5. DP shows a significant jump when something is activated under hard throttle or high load and the jump is not there under other circumstances.
I think that just has to do with the overly small exhaust housing, the retarded timing, the cam profile, and the manifold
For the RECORD, I am open to new ideas and information but it has to make some kind of SENSE in the observed reality. NOTHING I see in real world experience puts any faith in the statement "the 3rd evet is an urban myth". How can you discard hard facts, validated observations, design specifications, and real experience for a contradictory theory that has more holes than a cheese grater.
I don't know what the Smarty Jr does with its parameters. I don't know why your truck reacts the way it does, but, its way different than the Smarty Sr works on mine.
Higher EGT's on low coolant temps is the ECU compensating with timing and fueling adjustments. Those are known parameters and reactions.

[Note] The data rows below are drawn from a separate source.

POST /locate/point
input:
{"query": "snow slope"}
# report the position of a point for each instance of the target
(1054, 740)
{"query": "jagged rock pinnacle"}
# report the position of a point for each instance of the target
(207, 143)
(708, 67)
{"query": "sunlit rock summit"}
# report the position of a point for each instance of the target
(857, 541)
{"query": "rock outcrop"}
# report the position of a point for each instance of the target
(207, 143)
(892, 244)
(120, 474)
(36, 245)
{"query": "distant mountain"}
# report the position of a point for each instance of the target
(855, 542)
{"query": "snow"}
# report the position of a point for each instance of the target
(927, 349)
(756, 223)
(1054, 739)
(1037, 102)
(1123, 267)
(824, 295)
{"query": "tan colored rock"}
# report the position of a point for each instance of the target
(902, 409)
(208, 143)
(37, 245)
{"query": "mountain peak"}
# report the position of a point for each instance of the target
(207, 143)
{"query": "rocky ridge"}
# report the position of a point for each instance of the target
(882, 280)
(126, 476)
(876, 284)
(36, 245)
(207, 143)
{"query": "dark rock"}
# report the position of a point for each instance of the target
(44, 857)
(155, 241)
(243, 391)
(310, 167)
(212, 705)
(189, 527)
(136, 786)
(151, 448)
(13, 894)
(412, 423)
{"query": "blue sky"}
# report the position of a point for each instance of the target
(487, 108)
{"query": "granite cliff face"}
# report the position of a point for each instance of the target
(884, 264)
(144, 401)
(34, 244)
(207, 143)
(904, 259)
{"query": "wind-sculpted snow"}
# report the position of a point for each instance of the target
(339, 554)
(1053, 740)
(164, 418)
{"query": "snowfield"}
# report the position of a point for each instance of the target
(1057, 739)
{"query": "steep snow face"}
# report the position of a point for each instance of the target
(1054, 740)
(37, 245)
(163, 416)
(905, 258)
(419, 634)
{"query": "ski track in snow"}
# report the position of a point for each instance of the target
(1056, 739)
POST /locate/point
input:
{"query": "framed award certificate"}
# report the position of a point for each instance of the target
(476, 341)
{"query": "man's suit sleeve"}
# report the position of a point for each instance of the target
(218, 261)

I have run too many miles in varying conditions watching gauges not to know there is a fueling enhancement that is activating right where Cummins has stated a 3rd event to be. Since Marco has stated he has not broken the code that does the actual table interpretation in the ECU and all he can do is change parameters in known tables to achieve rersults, I think he misunderstood your question and you misunderstood his answer.
Sorry to be the bearer of bad news, but, that dog won't hunt.
Answer "A single word answer. Never!
The third injection event is a myth!
Well almost. Only at very cold temps ( engine temps ) they split the main injection event into 2 in order to help the cat warm up."
If its wrong thats fine, but its the only answer i have heard from someone who has looked at the ECM. There is a guy at Cummins who I have been working with for a few weeks who can't find squat about it.
And the low temp profile fits if the Cummins statement was along the lines of "A 3rd injection event to help reduce NOx emissions"... Well if the Cat is the main way they do it the sooner they heat the cat up the sooner it meets emissions.
Retarding the timing wouldn't help heat the engine up sooner, it makes it warm up slower. More of the heat from the combustion is dumped out the exhaust in a retarded situation, hence the higher EGT's. So dodge can't be trying to warm the motor up, makes sence they are warming up the cat.
As far as the Jr vs Sr I am not sure. That video I linked in stock fueling. And with your Sr are you talking about a spike when you start from a stop? I am not sure at what speed the ECM stops derating the engine, but I would assume a spike in DP/Boost at that speed, probably only noticeable in an auto.